Morning Jay: The "Yes...But" Republican Field
6:00 AM, Mar 9, 2011 • By JAY COST
Reagan had to battle Bush for some time thereafter, but this was a real turning point in the race: where Reagan shook off the tag that he was too old, too tired, and too complacent to be the nominee.
This is what each of the candidates for 2012 will be chasing over the next few months. It doesn't have to be as dramatic a moment as the Nashua debate, of course. Even so, all of them will be looking to overcome their perceived limitations, to prove that in practice they are mostly upside with very little downside.
The modern nomination system is an asburdly inefficient process. It goes on way too long. It costs far too much. It sets party allies against each other in open and often uncivil conflict. But it does have the advantage of thoroughly vetting the prospectives. Each of these candidates will have a chance to deal with their theoretical downsides. Huntsman will have a shot to disavow Obama. Pawlenty will have a chance to generate some buzz. Romney will have a chance to answer for Romneycare. And so on. That's one thing that the seemingly interminable primary campaign is good for.
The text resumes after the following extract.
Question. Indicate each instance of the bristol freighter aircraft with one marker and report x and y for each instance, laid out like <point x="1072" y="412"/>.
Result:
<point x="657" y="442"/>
Final point. There is a chance that none of these candidates can rise above their theoretical weaknesses, that fears about all of these candidates come true. It has happened before. But it's just too early to start betting whether that's going to happen this time around. We have to see these candidates on the stump for at least a little bit before we start presuming that none of them are up to snuff. And, to cultivate that patience, we should remember that old 1980 GOP debate in Nashua, which should remind us that Reagan wasn't really Reagan until after he had won.